Des tests sérologiques, réalisés après le diagnostic par PCR, ont permis aux chercheurs de constater que l'activité neutralisante des anticorps augmente au fil du temps, "ce qui suggère que les personnes développent une immunité potentiellement protectrice".

"On savait que les personnes atteintes de formes sévères de la maladie développaient des anticorps dans les 15 jours qui suivaient le début des signes. On sait maintenant que c’est également vrai pour ceux qui font des formes mineures, même si les taux d’anticorps sont vraisemblablement plus faibles", explique Arnaud Fontanet, coauteur de l’étude et responsable du département Santé globale à l’Institut Pasteur.

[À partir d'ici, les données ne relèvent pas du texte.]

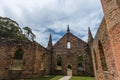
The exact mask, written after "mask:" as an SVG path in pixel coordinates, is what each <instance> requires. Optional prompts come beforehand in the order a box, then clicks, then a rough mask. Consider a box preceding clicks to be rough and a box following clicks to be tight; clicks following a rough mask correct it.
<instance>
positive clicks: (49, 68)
mask: <svg viewBox="0 0 120 80" xmlns="http://www.w3.org/2000/svg"><path fill="white" fill-rule="evenodd" d="M19 47H21V48H22V50H23V51H24V54H23V64H22V70H21V72H20V74H19V77H20V78H30V77H35V76H39V75H42V74H49V73H50V62H49V56H50V52H48V50H47V49H45V48H43V47H42V46H40V45H39V44H37V43H31V42H25V41H22V42H21V41H15V40H5V39H0V79H12V78H15V76H13V75H14V74H15V72H18V71H14V70H11V66H12V61H13V57H14V53H15V51H16V50H17V48H19ZM43 55H45V58H44V59H45V63H44V64H43V65H44V69H45V71H44V73H43V72H41V66H40V65H41V60H42V58H41V56H43ZM46 64H47V65H46ZM12 74H13V75H12ZM17 78H18V77H17Z"/></svg>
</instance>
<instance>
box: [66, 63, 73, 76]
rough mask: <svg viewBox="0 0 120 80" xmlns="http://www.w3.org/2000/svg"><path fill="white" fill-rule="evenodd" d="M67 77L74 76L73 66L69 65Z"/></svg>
mask: <svg viewBox="0 0 120 80" xmlns="http://www.w3.org/2000/svg"><path fill="white" fill-rule="evenodd" d="M67 76H72V66H71V65H68V67H67Z"/></svg>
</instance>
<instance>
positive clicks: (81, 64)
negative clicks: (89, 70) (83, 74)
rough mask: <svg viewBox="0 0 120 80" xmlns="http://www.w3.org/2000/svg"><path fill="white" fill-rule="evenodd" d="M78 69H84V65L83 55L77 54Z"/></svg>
mask: <svg viewBox="0 0 120 80" xmlns="http://www.w3.org/2000/svg"><path fill="white" fill-rule="evenodd" d="M78 71H79V72H80V71H84V66H83V56H81V55H79V57H78Z"/></svg>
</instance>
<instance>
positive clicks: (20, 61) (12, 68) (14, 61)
mask: <svg viewBox="0 0 120 80" xmlns="http://www.w3.org/2000/svg"><path fill="white" fill-rule="evenodd" d="M21 68H22V60H13V64H12V70H21Z"/></svg>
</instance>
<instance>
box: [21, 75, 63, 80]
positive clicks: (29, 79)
mask: <svg viewBox="0 0 120 80" xmlns="http://www.w3.org/2000/svg"><path fill="white" fill-rule="evenodd" d="M62 77H63V76H61V75H57V76H49V75H46V76H41V77H37V78H34V79H22V80H58V79H60V78H62Z"/></svg>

Une immunité persistante ?

Reste à savoir combien de temps peut durer cette immunité. "Notre étude montre que les niveaux d’anticorps sont, dans la plupart des cas, compatibles avec une protection contre une nouvelle infection par SRAS-CoV-2, au moins jusqu’à 40 joursaprès le début des signes", ajoutent Timothée Bruel et Olivier Schwartz, respectivement chercheur et responsable de l’unité Virus et immunité à l’Institut Pasteur.

Les résultats encourageants n’en restent pas moins des résultats préliminaires et d'autres tests sont encore nécessaires pour savoir si l’immunité persiste, ou non, dans le temps. "L’objectif maintenant est d'évaluer sur le long terme la persistance de la réponse anticorps et sa capacité de neutralisation associée chez ces personnels soignants", concluent les experts.